A novel subspace approximation technique using B-spline properties significantly improved computational time for estimating dense displacement fields from cardiac tagged MR images.
A novel subspace approximation technique using B-splines significantly reduces computational time for estimating left ventricular motion from MR tagged images.
Cardiac motion estimation is very important in understanding cardiac dynamics and in noninvasive diagnosis of heart disease. Magnetic resonance (MR) imaging tagging is a technique for measuring heart deformations. In cardiac tagged MR images, a set of dark lines are noninvasively encoded within myocardial tissue providing the means for measurement of deformations of the heart. The points along tag lines measured in different frames and in different directions carry important information for determining the three-dimensional nonrigid movement of left ventricle. However, these measurements are sparse and, therefore, multidimensional interpolation techniques are needed to reconstruct a dense displacement field. In this paper, a novel subspace approximation technique is used to accomplish this task.

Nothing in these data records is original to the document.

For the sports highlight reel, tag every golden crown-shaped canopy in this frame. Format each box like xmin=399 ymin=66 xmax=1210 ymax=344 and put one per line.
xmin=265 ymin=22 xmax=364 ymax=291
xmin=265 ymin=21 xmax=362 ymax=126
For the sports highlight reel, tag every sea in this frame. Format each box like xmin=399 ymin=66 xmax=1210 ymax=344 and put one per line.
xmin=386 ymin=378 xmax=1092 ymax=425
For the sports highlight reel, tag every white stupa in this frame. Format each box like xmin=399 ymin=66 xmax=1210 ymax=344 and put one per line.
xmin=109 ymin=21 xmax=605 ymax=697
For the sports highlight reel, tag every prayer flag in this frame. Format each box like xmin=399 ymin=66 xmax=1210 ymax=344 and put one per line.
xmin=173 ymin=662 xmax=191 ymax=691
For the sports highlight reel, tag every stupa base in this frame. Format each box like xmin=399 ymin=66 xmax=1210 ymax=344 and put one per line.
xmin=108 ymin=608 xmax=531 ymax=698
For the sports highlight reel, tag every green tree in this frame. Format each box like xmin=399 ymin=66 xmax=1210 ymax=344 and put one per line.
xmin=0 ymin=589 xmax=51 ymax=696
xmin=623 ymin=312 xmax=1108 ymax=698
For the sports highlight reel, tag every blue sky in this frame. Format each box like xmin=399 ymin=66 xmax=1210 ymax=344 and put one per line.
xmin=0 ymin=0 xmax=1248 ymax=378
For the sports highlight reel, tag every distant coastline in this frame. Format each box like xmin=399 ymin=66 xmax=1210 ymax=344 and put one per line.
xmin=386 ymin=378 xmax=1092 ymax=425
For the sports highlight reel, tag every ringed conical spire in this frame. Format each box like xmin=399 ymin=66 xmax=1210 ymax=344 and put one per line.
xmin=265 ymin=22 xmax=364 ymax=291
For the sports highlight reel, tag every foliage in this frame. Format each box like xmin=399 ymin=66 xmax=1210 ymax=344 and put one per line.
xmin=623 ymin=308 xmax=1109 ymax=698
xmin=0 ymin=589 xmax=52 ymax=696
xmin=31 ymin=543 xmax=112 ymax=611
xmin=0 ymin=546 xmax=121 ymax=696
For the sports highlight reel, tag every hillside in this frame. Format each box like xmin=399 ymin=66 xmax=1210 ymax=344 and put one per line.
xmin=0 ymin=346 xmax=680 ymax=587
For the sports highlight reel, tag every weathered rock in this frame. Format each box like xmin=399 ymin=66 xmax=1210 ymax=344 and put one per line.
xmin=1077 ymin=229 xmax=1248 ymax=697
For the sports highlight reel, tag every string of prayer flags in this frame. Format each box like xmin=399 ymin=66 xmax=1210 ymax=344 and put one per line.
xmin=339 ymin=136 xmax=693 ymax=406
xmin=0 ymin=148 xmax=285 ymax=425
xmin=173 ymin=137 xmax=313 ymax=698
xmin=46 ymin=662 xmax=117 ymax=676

We formulate the displacement estimation as a variational problem and then project the solution into spline subspaces. Efficient numerical methods are derived by taking advantages of B-spline properties. The proposed technique significantly improves our previous results reported in 3 with respect to computational time. The method is applied to a temporal sequence of two-dimensional images and is validated with simulated and in vivo heart data.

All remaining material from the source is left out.